Nanaimo’s Recent Tax Sale
Ron Bolin: Oct. 1, 2011
It may be appropriate for the City to assist homeowners who live in their homes and have been unable to pay their property taxes for three years to give those owners an extra year to come up with those taxes by purchasing them in a tax sale. But what about those who use the system as a means of relatively cheap financing for their business ventures? I do not know which other of those properties the City saved from private sale are rental properties or speculative land developments. I do know that two large pieces of the Cable Bay/Oceanview development are among them. While it may be in our community interest to assist live-in homeowner citizens with an extra year at minimal cost, do we owe the same compassion to out-of-town landlords and developers?

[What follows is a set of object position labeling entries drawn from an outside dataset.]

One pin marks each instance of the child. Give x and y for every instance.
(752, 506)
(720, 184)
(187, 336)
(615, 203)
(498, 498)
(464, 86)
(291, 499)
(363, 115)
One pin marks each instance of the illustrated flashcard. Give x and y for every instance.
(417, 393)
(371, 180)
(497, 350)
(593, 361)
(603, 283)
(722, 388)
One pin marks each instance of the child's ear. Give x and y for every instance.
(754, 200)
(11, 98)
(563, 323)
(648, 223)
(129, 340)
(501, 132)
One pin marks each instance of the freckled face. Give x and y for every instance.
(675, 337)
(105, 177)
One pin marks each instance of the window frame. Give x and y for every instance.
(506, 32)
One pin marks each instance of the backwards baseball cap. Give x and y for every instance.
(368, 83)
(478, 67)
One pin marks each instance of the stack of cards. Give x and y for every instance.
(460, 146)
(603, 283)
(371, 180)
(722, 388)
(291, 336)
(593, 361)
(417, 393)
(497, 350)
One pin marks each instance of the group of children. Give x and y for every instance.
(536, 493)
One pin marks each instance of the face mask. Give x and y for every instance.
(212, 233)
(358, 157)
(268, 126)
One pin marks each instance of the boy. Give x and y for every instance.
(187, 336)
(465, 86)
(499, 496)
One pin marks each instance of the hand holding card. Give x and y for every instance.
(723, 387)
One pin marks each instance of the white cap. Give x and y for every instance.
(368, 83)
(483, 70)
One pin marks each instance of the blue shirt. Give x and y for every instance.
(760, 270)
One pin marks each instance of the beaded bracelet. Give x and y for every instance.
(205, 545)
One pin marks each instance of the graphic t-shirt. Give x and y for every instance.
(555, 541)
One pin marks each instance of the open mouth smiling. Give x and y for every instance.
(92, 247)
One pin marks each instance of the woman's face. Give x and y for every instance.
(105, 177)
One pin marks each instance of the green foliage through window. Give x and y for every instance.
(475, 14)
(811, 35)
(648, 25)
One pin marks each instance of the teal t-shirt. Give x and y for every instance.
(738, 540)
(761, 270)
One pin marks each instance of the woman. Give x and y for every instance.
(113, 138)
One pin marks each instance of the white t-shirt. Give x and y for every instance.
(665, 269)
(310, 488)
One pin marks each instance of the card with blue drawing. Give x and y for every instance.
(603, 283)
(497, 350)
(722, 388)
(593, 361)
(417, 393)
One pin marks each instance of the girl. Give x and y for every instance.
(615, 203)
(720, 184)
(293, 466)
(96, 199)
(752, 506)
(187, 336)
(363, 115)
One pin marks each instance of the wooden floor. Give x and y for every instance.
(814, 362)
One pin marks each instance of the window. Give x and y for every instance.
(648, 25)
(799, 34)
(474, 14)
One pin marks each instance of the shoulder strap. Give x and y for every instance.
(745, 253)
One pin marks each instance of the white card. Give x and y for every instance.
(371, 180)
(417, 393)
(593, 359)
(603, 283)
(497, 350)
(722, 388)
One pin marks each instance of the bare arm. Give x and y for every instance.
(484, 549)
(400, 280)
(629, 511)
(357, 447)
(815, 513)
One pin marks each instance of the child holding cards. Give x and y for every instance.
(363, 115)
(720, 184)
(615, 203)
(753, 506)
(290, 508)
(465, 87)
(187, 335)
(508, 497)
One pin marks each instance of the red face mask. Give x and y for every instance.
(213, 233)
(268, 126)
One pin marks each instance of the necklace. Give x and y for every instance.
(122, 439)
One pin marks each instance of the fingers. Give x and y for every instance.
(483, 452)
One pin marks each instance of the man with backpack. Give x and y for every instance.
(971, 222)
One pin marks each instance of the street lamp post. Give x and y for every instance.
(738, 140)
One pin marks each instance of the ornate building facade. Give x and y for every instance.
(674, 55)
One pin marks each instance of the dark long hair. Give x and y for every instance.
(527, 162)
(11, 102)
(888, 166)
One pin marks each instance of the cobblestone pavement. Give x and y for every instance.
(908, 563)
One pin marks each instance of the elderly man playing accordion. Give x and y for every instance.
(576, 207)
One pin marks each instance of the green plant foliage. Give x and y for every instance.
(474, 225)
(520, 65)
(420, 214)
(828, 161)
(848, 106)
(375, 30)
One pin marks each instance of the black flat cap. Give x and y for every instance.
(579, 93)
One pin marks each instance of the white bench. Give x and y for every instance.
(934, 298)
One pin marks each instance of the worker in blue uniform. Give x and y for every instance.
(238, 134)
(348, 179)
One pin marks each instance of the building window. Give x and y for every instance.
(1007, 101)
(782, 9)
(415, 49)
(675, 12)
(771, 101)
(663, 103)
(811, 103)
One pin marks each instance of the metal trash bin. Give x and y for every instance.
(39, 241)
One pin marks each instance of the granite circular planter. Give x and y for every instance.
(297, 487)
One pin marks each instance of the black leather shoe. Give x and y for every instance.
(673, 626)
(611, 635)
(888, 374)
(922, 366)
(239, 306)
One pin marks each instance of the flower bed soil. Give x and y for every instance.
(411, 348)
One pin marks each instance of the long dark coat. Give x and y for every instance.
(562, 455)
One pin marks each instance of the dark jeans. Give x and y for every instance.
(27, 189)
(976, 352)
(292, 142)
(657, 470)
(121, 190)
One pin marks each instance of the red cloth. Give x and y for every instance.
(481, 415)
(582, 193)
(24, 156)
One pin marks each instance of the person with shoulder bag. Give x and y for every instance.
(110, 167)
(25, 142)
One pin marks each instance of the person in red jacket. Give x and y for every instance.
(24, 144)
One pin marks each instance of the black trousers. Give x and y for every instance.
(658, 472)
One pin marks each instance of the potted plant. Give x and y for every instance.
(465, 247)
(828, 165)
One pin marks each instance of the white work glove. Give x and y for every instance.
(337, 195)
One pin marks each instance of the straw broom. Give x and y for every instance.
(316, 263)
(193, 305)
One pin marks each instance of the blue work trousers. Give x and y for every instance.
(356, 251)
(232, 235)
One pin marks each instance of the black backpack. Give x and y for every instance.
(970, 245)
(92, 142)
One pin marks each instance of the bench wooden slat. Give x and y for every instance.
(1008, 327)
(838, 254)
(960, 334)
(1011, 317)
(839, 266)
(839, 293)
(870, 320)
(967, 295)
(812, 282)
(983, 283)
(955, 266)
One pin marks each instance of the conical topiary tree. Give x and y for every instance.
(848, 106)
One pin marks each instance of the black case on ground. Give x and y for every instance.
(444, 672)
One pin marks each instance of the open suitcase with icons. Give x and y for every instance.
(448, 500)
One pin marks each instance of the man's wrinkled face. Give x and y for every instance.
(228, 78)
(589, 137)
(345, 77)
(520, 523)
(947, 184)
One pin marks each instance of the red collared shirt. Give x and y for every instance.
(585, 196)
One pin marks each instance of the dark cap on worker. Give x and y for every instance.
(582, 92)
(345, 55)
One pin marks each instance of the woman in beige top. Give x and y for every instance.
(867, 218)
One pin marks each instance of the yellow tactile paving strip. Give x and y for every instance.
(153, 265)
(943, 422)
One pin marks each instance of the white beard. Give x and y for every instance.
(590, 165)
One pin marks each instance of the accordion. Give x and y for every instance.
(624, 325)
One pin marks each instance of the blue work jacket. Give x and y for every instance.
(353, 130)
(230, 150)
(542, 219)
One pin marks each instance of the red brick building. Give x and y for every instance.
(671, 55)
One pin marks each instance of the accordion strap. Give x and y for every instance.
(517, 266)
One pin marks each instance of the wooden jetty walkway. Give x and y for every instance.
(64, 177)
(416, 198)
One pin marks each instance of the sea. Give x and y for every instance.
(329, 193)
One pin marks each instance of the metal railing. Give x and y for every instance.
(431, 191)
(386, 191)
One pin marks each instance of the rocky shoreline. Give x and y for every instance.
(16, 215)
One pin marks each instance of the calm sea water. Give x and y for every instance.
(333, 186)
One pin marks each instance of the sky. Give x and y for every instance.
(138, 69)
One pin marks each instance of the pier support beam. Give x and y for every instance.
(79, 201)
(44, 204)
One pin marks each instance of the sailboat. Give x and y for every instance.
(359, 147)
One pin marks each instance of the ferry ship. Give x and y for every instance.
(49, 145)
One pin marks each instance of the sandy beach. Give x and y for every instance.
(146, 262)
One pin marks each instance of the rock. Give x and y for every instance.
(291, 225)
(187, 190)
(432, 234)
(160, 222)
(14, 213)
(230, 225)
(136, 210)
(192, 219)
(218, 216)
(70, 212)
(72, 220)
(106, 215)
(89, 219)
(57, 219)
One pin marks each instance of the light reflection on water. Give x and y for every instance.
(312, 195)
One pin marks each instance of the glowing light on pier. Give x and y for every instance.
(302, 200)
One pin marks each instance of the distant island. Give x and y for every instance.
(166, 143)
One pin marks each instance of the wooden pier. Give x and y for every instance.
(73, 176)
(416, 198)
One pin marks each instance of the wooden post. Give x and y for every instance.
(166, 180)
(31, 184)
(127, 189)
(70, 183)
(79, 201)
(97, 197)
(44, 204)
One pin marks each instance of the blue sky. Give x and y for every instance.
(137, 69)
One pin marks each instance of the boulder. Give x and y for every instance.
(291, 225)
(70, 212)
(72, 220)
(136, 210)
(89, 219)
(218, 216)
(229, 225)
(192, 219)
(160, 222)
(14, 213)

The properties in immediate question are 1170 and 1270 Phoenix Way and lie immediately below Joan Point Park. In 2011 the 60.51 acres of 1170 Phoenix Way was assessed at $2,398,000 and the 90.6 acres of 1270 Phoenix Way was assessed at $3,452,000. The City purchased these two properties for the upset price of $100,848.74. Within a year, the owner(s) can repatriate these lands which are assessed at $5,850,000 for that $101,000 upset cost. I don’t know the current cost of risk capital, but I expect it is significantly greater, else why go to tax sale. If the City is to bid on such commercial property, its bid should be related to its commercial value. Making a significant bid seems to provide an opportunity to either make a significant return for City on the amount taxpayers have invested in the delinquent taxes or, alternatively, to acquire land for a city land bank at modest cost to the taxpayers. Either is preferable to taxpayer support for what amounts to a low interest loan program for commercial land owners.